I am working on connecting a planar frame to the counterweight of a heavy crane. The current scheme has a single line of high-strength bolts connecting through both of the cantilevered frame members up into a tapped plate (call them the "Bolt Plate"s) that will in turn be welded to the bottom of the counterweight.

The crane manufacturer suggested 1-inch diameter Grade 8 bolts. From what I can determine, this closely corresponds to ASTM A354 Gr BD, which I understand is equivalent to the material requirements for ASTM A490 bolts.

Owing to the required moment capacity at the point of attachment, the frame member is rather deep (9 inches). So, to clarify, the bolt will pass through the 9-inch deep member and connect to the Bolt Plate. Based on the plate and bolt materials, the required length of engagement is about 2 inches. Throw in an allowance for washers and I'm looking at a bolt length on the order of 12 inches overall, with a thread length of at least 2 inches.

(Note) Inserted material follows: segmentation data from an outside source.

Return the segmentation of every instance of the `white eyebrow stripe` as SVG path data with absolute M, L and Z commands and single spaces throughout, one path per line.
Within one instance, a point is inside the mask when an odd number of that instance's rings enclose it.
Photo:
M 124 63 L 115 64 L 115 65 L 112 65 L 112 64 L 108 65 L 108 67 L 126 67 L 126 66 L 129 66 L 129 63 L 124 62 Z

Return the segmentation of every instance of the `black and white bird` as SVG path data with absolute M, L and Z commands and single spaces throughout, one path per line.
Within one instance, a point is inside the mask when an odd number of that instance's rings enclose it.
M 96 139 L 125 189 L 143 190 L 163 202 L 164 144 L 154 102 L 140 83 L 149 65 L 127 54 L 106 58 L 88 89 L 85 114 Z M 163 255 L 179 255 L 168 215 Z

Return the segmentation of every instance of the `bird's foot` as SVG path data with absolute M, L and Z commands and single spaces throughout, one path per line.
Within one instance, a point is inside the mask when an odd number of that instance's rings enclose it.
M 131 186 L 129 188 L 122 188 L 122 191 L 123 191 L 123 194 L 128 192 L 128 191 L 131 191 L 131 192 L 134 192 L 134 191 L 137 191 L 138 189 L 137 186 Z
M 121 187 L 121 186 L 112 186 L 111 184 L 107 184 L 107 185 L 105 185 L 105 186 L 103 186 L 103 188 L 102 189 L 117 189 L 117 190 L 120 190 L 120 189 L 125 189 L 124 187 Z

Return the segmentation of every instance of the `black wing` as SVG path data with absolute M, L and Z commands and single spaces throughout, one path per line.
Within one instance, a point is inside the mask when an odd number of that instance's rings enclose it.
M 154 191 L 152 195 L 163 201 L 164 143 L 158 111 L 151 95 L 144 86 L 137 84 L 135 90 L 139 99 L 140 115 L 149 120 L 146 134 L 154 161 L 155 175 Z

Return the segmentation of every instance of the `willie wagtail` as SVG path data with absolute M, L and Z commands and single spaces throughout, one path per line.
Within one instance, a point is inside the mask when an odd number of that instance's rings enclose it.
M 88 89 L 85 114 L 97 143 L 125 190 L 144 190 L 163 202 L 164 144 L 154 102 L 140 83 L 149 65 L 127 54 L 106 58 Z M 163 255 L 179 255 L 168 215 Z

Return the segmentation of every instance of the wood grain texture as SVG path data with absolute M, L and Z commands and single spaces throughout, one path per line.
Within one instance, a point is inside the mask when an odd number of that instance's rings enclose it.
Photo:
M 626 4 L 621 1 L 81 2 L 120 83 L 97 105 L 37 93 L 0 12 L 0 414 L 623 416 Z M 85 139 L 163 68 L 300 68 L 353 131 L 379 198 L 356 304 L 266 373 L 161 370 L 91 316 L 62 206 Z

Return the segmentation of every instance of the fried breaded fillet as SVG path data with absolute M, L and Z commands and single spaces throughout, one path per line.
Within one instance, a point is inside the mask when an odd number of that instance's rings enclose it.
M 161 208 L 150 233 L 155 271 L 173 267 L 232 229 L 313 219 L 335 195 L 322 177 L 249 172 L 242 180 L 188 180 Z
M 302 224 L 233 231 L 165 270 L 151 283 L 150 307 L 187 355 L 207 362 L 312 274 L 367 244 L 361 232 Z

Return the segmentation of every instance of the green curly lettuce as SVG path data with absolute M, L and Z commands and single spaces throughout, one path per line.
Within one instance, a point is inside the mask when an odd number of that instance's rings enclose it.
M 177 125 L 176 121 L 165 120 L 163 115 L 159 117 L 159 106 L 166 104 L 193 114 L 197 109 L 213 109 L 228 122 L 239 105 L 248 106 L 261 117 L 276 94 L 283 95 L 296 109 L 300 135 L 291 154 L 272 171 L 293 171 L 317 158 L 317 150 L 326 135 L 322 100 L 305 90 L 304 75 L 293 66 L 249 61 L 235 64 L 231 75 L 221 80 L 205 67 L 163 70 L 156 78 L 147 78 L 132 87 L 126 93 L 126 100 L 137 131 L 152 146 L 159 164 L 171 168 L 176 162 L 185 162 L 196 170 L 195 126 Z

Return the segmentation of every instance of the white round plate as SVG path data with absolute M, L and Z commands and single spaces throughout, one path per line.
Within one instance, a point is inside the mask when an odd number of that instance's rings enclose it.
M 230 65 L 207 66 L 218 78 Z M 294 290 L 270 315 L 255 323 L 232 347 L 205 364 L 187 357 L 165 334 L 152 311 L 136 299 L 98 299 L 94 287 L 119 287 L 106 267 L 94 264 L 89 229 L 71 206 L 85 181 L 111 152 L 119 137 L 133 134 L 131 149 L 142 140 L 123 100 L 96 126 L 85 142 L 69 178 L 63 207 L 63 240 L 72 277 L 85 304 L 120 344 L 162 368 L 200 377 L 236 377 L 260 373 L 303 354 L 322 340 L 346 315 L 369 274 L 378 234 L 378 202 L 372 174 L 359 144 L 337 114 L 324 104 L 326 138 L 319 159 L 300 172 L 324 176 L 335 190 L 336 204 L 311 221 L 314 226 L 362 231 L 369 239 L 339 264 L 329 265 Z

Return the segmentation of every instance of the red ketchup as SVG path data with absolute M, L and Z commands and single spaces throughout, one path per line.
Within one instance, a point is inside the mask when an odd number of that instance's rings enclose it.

I have chosen a bolted connection over welding to permit easy removal of the frame should it ever need to be done for using the crane in a different situation.

I anticipate that the bolts will be loaded primarily in tension, and will be subject to cyclic "impact" loads as the load on the frame bounces while the crane travels, rotates or hoists loads.

Shear loads should be infrequent and of much lower magnitude and duration than the tension loads.

**Questions**

How should I analyze the capacity of the bolts?
Is pretensioning required?
How will the pretension affect the capacity of the bolt?
Can a bolt this long be pretensioned using the bolt head?
How should I incorporate fatigue into the analysis?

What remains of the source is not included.